How to Mix Oil and Gas for Two-Stroke Outboards
The usual ratio for two-stroke outboards is 50:1, so around one pint oil for six gallons regular gasoline or 100 ml for 5 liters. Almost all current models require that 50:1 mix. Mercury, Mariner, Tohatsu, Johnson and Evinrude all advise that.
The engine lubricates with oil mixed with gasoline according to that ratio. Four-stroke engines have a sump, two-stroke do not.

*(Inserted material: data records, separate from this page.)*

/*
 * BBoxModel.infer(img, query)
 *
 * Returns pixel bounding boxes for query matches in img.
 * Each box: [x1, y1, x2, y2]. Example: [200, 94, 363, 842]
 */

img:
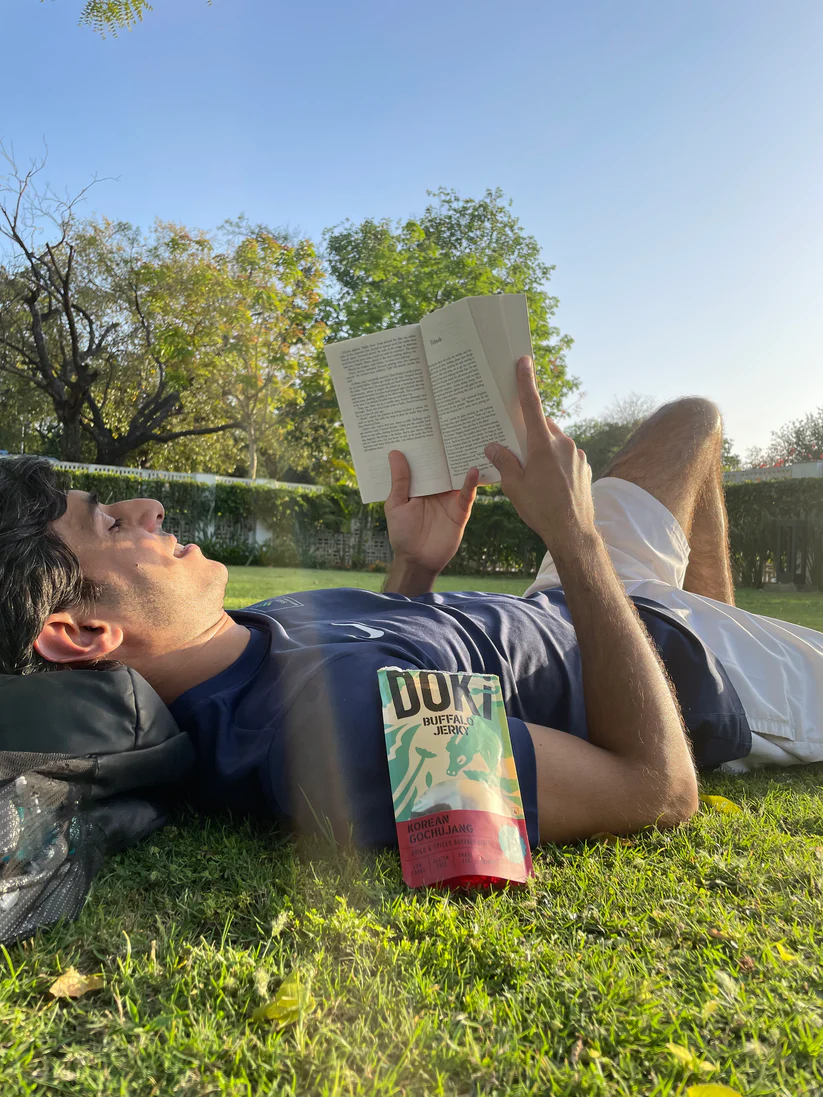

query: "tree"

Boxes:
[765, 407, 823, 465]
[564, 393, 654, 478]
[213, 219, 326, 479]
[324, 188, 577, 414]
[0, 157, 243, 464]
[40, 0, 212, 37]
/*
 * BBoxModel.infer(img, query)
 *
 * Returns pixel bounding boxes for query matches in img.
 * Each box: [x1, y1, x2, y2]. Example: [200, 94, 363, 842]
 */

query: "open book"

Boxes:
[326, 293, 531, 502]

Some Yamaha outboards have a label with 100:1. If your engine has such mark, you can use that mix, but buy oil that meets the 100:1 lubrication standards, not simply TCW-3. Synthetic two-stroke oil with low-temperature dispersants reduce varnish and carbon deposits, so this reduces plug problems and improves the reaction of the throttle.
It smokes and smells less, so emisions are lower in 100:1 than other oils in 50:1. Even so 100:1 does not work for everything (it has only 1% oil), while 50:1 has double, so 2%.
New two-stroke boat motors have a break-in period with a richer mix. Usually you use 25:1, so double oil. Unleaded gasoline with at least 87 octane is needed, but 89 is better for the performance.
If you add too much oil in the fuel mix, the engine will smoke a lot and probably foul the plug. Too much oil causes smoky exhaust, weak spark, fast fouling of the spark plug and maybe of the carburetor jet.
Gear made before 2003 widely wants 32:1, after 2002 use 40:1 or 50:1. For models from the 1960s new 50:1 oils in 25:1 mix are safe. If the oil meets the motor minimums, you mix it.
Quicksilver works for almost each outboard engine. FC-W is the title that most makers require for four-stroke. Two-stroke oil has additives that react with the air and break down over time, because it burns with the gasoline.